Emily Jacer, Palestinian artist and Professor at The International Academy of Art, Ramallah, won the Golden Lion Award at the Venice Biennale (2007) for her work titled Material for a Film based on the famous Palestinian writer Wael Zuaiter, who was murdered by the Israeli secret service in Rome. Her installation allows the visitor to walk through texts, short videos and photographs as an introduction to the writer’s life, work and contribution that brutally ended by a state sanctioned crime. I still remember her project on Arabic books at Documenta some years ago. She made metal replicas of books looted from Palestinian homes and institutions that are now housed in the Israeli National Library as ‘abandoned property’. Displayed on bookshelves of a congested space, Jacer humanizes their embedded history by documenting personal inscriptions on the books, names, side notes even bookmarks left by the owners. This remarkable project highlights another dimension of the destruction and theft of knowledge in Palestine. For the 2009 Venice Biennale which was organized under the thematic All the World Futures, Jacer’s research-based work was censored and disallowed. To underline the centuries of entwined history of Venice and the Arab world, she wanted to exhibit the name of each ‘Vaparetto’ (water bus) stop in Arabic, along with the Italian one. When at the last minute the project was cancelled by the authorities, without giving a reason, the artist went ahead and distributed the brochure she had created to explain the context and give visibility to an absent project.

It’s never easy to share the Palestinian side of the story, vested interests and powerful players that support the Israeli occupation are ready to block its path. The strongest weapon against this, for the last 7 decades, has been the Palestinians’ will to resist the takeover of their homeland. With the increase in violence and impending genocide, people and nations with a conscience need to step forward and open doors for them to be heard globally. Most importantly create forums for a transparent dialogue on the separation of anti-Zionism from anti- Semitism, so a space for the truth of the Palestinian people can be heard and understood.

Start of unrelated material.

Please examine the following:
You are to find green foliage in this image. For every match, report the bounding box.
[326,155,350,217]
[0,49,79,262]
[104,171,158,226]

Title image: Stenciled graffiti , Gaza. Artist unknown, attributed to Banksy


Niilofur Farrukh is a Karachi based art interventionist whose seminal initiatives have expanded the space for art publication, curation and public art in Pakistan. Her primary interest lies in issues of decolonization and as a writer/curator her focus has been on the excavation of lost interdisciplinary connections within the cultural matrix. She has several books to her credit and has been a columnist with Dawn and Newsline. The cornerstone of her curatorial practice underlines a more inclusive social dialogue through art in public spaces, something she is fully committed to as the CEO of the Karachi Biennale.